Imprensa britânica dá destaque ao conflito
A atenção mediática estendeu-se além-fronteiras. A imprensa britânica dedicou várias reportagens ao tema, recolhendo reações de turistas habituais que, em muitos casos, se mostraram desconcertados com os protestos.
“Sem turismo, a ilha não tem nada”
Dave Dott, de 60 anos, em declarações ao MailOnline, afirmou: “Esta ilha vai afundar-se se os manifestantes vencerem. Sem turismo, a ilha não tem nada”. O britânico, que visita a zona há décadas, considera que os protestos são promovidos por “uma minoria pequena mas ruidosa”.
Casal pondera deixar o destino habitual
Também Olwyn e Dave Hughes, ambos com 71 anos, manifestaram apreensão face à tensão crescente. Em declarações citadas pelo mesmo jornal, o casal revelou que pondera trocar as Canárias pela Grécia, caso o ambiente de hostilidade persista: “Se não nos sentirmos bem-vindos, vamos para a Grécia”, revelaram.
Participação popular surpreende autoridades
Em termos de participação, os protestos registaram números expressivos. Só numa das ilhas, estima-se que tenham estado presentes cerca de 15 mil pessoas. Noutras, os valores oscilaram entre os 2 mil e os 5 mil participantes, conforme fontes locais.
Entre os alvos mais criticados está o alojamento local para fins turísticos. A proliferação de casas para arrendamento temporário tem reduzido a oferta para os residentes e empurrado os preços para patamares incomportáveis para muitas famílias locais.

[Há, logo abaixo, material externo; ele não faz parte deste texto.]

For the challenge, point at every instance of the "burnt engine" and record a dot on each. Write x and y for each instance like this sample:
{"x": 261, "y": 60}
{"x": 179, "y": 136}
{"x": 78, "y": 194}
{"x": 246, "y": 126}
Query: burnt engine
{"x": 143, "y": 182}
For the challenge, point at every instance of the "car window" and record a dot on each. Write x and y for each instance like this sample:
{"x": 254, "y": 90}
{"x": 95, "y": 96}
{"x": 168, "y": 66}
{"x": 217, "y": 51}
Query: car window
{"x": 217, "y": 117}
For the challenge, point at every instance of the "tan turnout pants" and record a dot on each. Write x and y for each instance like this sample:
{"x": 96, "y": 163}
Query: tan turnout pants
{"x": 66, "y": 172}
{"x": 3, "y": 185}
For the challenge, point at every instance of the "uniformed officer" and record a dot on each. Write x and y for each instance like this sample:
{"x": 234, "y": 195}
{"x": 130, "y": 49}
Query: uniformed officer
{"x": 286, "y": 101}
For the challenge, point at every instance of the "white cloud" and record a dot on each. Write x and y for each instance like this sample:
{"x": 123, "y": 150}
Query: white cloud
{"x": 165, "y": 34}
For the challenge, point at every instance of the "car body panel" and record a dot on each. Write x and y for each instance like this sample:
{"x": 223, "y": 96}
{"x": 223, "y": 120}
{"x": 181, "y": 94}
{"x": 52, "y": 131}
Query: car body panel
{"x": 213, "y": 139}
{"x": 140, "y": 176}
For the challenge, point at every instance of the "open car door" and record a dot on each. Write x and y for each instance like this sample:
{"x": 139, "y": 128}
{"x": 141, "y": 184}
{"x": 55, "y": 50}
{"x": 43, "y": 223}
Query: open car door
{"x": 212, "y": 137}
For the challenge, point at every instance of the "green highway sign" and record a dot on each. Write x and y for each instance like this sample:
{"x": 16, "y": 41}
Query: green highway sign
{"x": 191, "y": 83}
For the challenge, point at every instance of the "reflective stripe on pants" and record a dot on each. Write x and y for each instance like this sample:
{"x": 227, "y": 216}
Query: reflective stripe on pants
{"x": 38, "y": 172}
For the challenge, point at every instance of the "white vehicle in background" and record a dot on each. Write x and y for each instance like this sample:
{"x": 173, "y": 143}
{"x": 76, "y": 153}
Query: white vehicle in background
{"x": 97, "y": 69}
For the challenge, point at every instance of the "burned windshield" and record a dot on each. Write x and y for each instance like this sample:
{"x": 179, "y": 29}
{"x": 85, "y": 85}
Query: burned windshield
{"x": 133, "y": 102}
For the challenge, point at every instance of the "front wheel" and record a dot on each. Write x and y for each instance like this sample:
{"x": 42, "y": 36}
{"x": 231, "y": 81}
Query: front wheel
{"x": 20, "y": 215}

Movimentos exigem travagem nas construções
Rubén Pérez, representante do movimento Salvar La Tejita, aproveitou os protestos para exigir uma travagem imediata em novas construções nas zonas costeiras. “Estão a destruir lugares como El Médano e o Puertito de Adeje”, afirmou, citado pelo AS.
Imóveis convertidos para turismo
A população que vive nas ilhas sente-se cada vez mais deslocada. Os imóveis são transformados em unidades de alojamento para turistas, maioritariamente britânicos, o que aprofunda a crise habitacional e alimenta o descontentamento.
População dividida quanto ao setor
Este clima está a provocar um verdadeiro choque de perspetivas. Enquanto uns consideram o turismo como pilar essencial da economia local, outros exigem medidas urgentes para proteger a qualidade de vida e o equilíbrio ambiental.
A tensão está longe de ser pontual e reflete problemas estruturais que se agravaram com a massificação do turismo. O atual modelo, segundo os críticos, privilegia os visitantes em detrimento dos que vivem e trabalham na região durante todo o ano.
Pressão internacional para medidas sustentáveis
Num cenário de visibilidade crescente, a pressão para encontrar soluções sustentáveis aumenta. O debate sobre o futuro turístico das Canárias ganhou fôlego e promete manter-se nos próximos meses.